Dualité des fautes pénales et civiles
Il existe un très grand nombre de délits pénaux qui n’entraînent pas de responsabilité civile
Mais un même fait peut être constitutif d'une faute civile et d'une faute pénale. Ceci est vrai en matière intentionnelle, mais aussi en matière non intentionnelle.
En effet, l’article 1383 du code civil, définissant le contenu de la faute civile, dispose que « chacun est responsable du dommage qu’il a causé non seulement par son fait, mais encore par sa négligence ou son imprudence » et les articles 319, 320 et R40-4 de l’ancien code pénal, réprimant respectivement l’homicide et les blessures involontaires, faisaient mention de la maladresse, l’imprudence, l’inattention, la négligence ou l’inobservation des règlements.
La similitude des termes de ces textes a donc conduit la doctrine à se demander si les notions d’imprudence ou de négligence recouvraient ou non le même domaine en droit civil et en droit pénal et s’il y avait donc unité ou dualité des fautes civile et pénale.
La question présente un intérêt évident en matière procédurale : la théorie de l’unité des fautes a en effet pour conséquence, lorsqu’une personne poursuivie pour une infraction d’imprudence est relaxée par le juge répressif, qui considère donc que la faute pénale n’est pas établie, d’interdire à la victime d’obtenir réparation de son préjudice devant une juridiction civile sur le fondement de l’article 1383 du code civil car cette juridiction ne pourrait pas, sans contredire le juge pénal, considérer qu’il existe une faute civile.

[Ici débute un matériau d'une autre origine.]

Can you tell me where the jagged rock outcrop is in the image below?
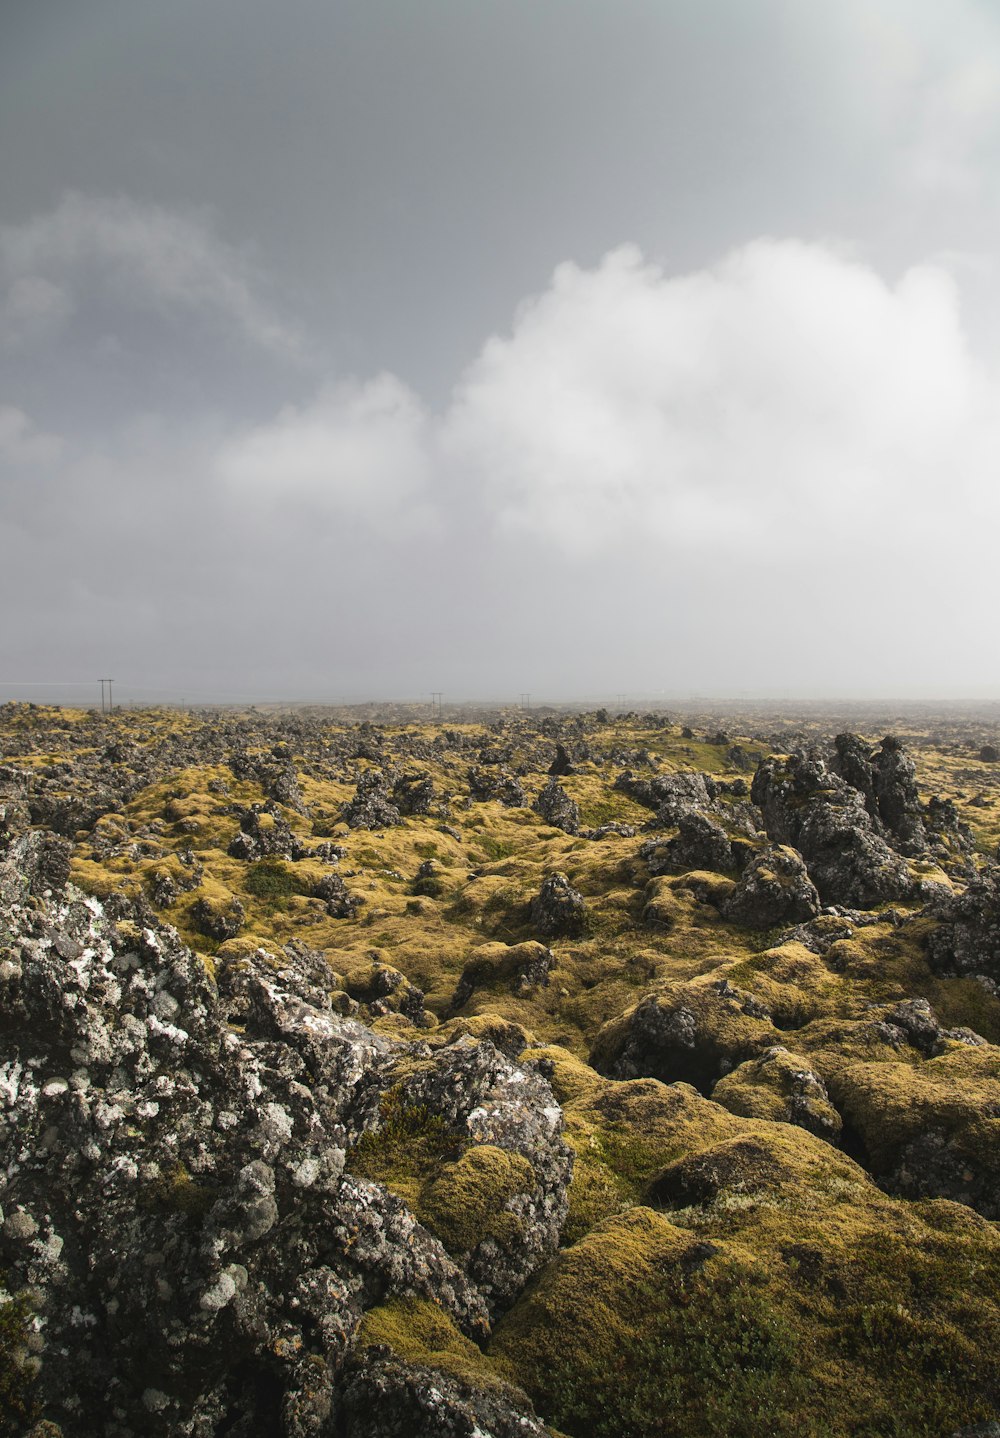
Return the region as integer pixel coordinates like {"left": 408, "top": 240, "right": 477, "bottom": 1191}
{"left": 532, "top": 778, "right": 580, "bottom": 835}
{"left": 720, "top": 845, "right": 821, "bottom": 930}
{"left": 344, "top": 1038, "right": 572, "bottom": 1317}
{"left": 0, "top": 836, "right": 570, "bottom": 1434}
{"left": 641, "top": 814, "right": 739, "bottom": 875}
{"left": 530, "top": 872, "right": 586, "bottom": 938}
{"left": 926, "top": 867, "right": 1000, "bottom": 984}
{"left": 339, "top": 1349, "right": 551, "bottom": 1437}
{"left": 467, "top": 767, "right": 526, "bottom": 808}
{"left": 871, "top": 735, "right": 927, "bottom": 855}
{"left": 228, "top": 802, "right": 310, "bottom": 861}
{"left": 751, "top": 751, "right": 913, "bottom": 907}
{"left": 391, "top": 772, "right": 436, "bottom": 817}
{"left": 343, "top": 770, "right": 402, "bottom": 829}
{"left": 313, "top": 870, "right": 365, "bottom": 919}
{"left": 548, "top": 744, "right": 574, "bottom": 777}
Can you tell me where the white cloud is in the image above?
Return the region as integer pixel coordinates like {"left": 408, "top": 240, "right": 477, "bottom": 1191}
{"left": 0, "top": 192, "right": 303, "bottom": 357}
{"left": 441, "top": 239, "right": 996, "bottom": 556}
{"left": 215, "top": 372, "right": 432, "bottom": 523}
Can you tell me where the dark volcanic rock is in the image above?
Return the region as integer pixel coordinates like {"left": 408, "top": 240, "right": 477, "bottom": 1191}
{"left": 927, "top": 866, "right": 1000, "bottom": 983}
{"left": 751, "top": 751, "right": 913, "bottom": 908}
{"left": 313, "top": 871, "right": 365, "bottom": 918}
{"left": 548, "top": 744, "right": 575, "bottom": 777}
{"left": 344, "top": 770, "right": 402, "bottom": 830}
{"left": 190, "top": 891, "right": 245, "bottom": 940}
{"left": 529, "top": 871, "right": 586, "bottom": 938}
{"left": 0, "top": 872, "right": 570, "bottom": 1432}
{"left": 644, "top": 813, "right": 740, "bottom": 875}
{"left": 532, "top": 778, "right": 580, "bottom": 835}
{"left": 720, "top": 845, "right": 821, "bottom": 930}
{"left": 871, "top": 735, "right": 927, "bottom": 854}
{"left": 340, "top": 1349, "right": 552, "bottom": 1437}
{"left": 392, "top": 772, "right": 436, "bottom": 816}
{"left": 467, "top": 767, "right": 526, "bottom": 808}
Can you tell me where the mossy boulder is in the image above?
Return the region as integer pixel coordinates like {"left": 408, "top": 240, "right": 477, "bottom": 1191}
{"left": 836, "top": 1043, "right": 1000, "bottom": 1217}
{"left": 590, "top": 974, "right": 779, "bottom": 1091}
{"left": 712, "top": 1046, "right": 842, "bottom": 1142}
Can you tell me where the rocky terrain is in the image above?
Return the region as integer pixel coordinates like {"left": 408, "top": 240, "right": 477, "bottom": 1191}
{"left": 2, "top": 700, "right": 1000, "bottom": 1436}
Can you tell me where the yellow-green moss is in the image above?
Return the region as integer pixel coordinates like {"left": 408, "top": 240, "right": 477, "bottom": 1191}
{"left": 420, "top": 1145, "right": 535, "bottom": 1256}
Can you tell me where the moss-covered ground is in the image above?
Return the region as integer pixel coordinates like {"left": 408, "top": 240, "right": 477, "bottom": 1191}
{"left": 5, "top": 700, "right": 1000, "bottom": 1434}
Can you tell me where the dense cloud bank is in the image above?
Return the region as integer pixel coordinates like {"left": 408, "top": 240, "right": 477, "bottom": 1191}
{"left": 2, "top": 198, "right": 999, "bottom": 699}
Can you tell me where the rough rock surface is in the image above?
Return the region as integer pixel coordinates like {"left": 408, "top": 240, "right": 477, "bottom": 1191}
{"left": 343, "top": 770, "right": 402, "bottom": 830}
{"left": 641, "top": 813, "right": 739, "bottom": 876}
{"left": 529, "top": 872, "right": 586, "bottom": 938}
{"left": 720, "top": 845, "right": 821, "bottom": 930}
{"left": 339, "top": 1349, "right": 551, "bottom": 1437}
{"left": 467, "top": 768, "right": 526, "bottom": 808}
{"left": 532, "top": 778, "right": 580, "bottom": 835}
{"left": 927, "top": 866, "right": 1000, "bottom": 983}
{"left": 0, "top": 835, "right": 569, "bottom": 1435}
{"left": 751, "top": 751, "right": 913, "bottom": 907}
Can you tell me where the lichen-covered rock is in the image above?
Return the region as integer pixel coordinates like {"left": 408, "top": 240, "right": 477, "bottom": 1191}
{"left": 0, "top": 870, "right": 570, "bottom": 1432}
{"left": 720, "top": 845, "right": 820, "bottom": 929}
{"left": 530, "top": 871, "right": 586, "bottom": 938}
{"left": 340, "top": 1347, "right": 553, "bottom": 1437}
{"left": 344, "top": 1037, "right": 573, "bottom": 1316}
{"left": 548, "top": 744, "right": 574, "bottom": 777}
{"left": 190, "top": 888, "right": 245, "bottom": 940}
{"left": 467, "top": 767, "right": 526, "bottom": 807}
{"left": 871, "top": 734, "right": 927, "bottom": 854}
{"left": 927, "top": 865, "right": 1000, "bottom": 983}
{"left": 227, "top": 802, "right": 307, "bottom": 861}
{"left": 343, "top": 769, "right": 402, "bottom": 829}
{"left": 0, "top": 829, "right": 72, "bottom": 906}
{"left": 533, "top": 778, "right": 580, "bottom": 835}
{"left": 313, "top": 870, "right": 365, "bottom": 918}
{"left": 751, "top": 751, "right": 913, "bottom": 907}
{"left": 641, "top": 813, "right": 739, "bottom": 875}
{"left": 615, "top": 769, "right": 716, "bottom": 823}
{"left": 392, "top": 772, "right": 436, "bottom": 816}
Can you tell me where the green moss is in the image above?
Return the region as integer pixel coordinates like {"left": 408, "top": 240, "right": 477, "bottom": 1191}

La théorie de la dualité des fautes permet au contraire à une victime d’obtenir, devant une juridiction civile, la condamnation à des dommages et intérêts d’une personne qui a été relaxée par le juge pénal.
C'est donc le problème de l'autorité de la chose jugée au pénal sur le civil qui est en cause.
Le principe de la dualité des fautes civile et pénale a emporté l'adhésion de la Cour de Cassation tout au long du 19e siècle avant que la chambre civile ne consacre, dans son célèbre arrêt Brochet et Deschamps du 19 décembre 1912 la théorie de l'identité ou de l'unité des faute civiles et pénale.
La Chambre criminelle a fini par s'aligner sur cette jurisprudence, en estimant que la faute pénale d'imprudence se confond avec la faute quasi délictuelle suivie, dans un arrêt Gouron en date du 6 juillet 1934.
En dépit des vives critiques doctrinales qui se sont élevées à l'encontre de l'unité des fautes, le principe subsista dans la jurisprudence, jusqu'à ce que le législateur tente d'y mettre un terme.
En effet, les auteurs ont souligné les conséquences extrêmes engendrées par le principe de l'identité des fautes civile et pénale : ou bien le juge répressif est obligé de prendre en considération, en tant que faute pénale, des "poussières de faute" dans le seul but d'accorder des dommages et intérêts (ou de permettre au juge civil de le faire), ou bien la victime perd toute possibilité d'indemnisation.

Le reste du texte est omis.